Friday, September 18, 2015

State Diagram

State Diagrams: State Diagrams State diagrams are created during the analysis and design phase to describe the behaviour of nontrivial objects. State diagrams are good for describing the behaviour of one object across several use cases and are used to identify object attributes and to refine the behaviour description of an object.
There are three major components of a state diagram:
State:
A state is a condition in which an object can be at some point during its lifetime, for some finite period of. State diagrams describe all the possible states a particular object can get into and how the objects state changes as a result of external events that reach the object.
States are represented by the values of the attributes of an object.
A state represents a stage in the behaviour pattern of an object, and in a state diagram it is possible to have initial states and final states.
An initial state, also called a creation state, is the one that an object is in when it is first created, whereas a final state is one in which no transitions lead out of.
. In a state diagram:
• A state is represented by a rounded rectangle.
 • A start state is represented by a solid circle.
• A final state is represented by a solid circle with another open circle around it.
Transition
A transition is a progression from one state to another and will be triggered by an event that is either internal or external to the object.
Transitions are the result of the invocation of a method that causes an important change in state.
 A transition is a change of an object from one state (the source state) to another (the target state) triggered by events, conditions, or time.

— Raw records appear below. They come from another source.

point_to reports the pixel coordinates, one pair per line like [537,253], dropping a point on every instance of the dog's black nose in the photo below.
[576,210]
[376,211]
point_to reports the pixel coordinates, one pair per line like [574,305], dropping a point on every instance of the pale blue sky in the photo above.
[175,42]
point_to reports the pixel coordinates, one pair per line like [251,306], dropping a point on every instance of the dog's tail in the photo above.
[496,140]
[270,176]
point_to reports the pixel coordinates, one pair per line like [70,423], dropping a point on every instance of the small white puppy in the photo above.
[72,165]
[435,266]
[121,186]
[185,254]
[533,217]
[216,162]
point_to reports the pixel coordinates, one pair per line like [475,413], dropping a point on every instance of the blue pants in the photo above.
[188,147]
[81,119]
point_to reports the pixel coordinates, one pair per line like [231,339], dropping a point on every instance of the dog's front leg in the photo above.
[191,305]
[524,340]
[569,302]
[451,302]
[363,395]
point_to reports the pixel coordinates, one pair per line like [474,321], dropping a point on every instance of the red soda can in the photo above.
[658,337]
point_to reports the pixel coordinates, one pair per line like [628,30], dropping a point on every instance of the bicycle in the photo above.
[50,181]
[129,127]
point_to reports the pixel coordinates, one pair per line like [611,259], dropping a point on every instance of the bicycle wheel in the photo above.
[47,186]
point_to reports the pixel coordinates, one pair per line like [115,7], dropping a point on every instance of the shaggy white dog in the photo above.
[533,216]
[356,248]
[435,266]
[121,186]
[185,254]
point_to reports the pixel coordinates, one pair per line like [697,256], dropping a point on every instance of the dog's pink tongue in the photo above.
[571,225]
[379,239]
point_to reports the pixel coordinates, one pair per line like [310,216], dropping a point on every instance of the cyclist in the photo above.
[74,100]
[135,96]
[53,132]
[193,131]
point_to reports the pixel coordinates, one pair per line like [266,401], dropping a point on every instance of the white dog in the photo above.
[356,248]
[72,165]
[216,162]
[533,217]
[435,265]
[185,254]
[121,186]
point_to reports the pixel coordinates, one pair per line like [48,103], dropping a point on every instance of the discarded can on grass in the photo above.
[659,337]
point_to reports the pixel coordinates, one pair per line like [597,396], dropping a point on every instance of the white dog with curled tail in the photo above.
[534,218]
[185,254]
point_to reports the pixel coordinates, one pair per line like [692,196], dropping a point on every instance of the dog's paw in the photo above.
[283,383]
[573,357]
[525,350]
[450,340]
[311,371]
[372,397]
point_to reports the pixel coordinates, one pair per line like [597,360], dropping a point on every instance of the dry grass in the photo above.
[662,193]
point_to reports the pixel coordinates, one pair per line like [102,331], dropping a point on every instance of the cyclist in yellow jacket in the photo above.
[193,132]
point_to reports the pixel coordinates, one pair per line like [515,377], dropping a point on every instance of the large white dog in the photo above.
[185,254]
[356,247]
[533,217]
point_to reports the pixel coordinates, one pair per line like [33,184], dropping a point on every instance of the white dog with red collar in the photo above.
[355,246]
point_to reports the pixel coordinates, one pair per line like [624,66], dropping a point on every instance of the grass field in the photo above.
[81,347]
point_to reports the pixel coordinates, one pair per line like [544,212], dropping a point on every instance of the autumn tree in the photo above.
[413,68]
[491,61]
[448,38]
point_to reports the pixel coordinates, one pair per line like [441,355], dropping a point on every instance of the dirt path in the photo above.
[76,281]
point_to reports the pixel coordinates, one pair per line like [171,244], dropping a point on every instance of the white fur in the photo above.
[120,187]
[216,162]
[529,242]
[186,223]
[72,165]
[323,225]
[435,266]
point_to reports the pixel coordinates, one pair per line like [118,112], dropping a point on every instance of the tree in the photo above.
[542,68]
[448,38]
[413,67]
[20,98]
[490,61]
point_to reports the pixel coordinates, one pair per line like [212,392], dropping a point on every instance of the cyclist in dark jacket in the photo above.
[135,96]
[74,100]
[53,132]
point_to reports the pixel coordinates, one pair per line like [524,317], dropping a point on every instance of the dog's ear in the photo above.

Transitions are represented by an arrow connecting two states.
Transitions can also be labeled with guards (a Boolean expression which evaluates to true or false) inside square brackets, such as [trade accepted]. A guarded transition occurs only if the guard resolves to true. Only one transition can be taken out of a given state. If more than one guard condition is true, only one transition will fire. The choice of transition to fire is nondeterministic if no priority rule is given
The arrows in state diagram represent transitions, progressions from one state to another.
Event: Is something that occurs at a point of time.
Events are internal or external factors influencing the system.
Event causes the transitions

State diagrams are used to model states and also events operating on the system.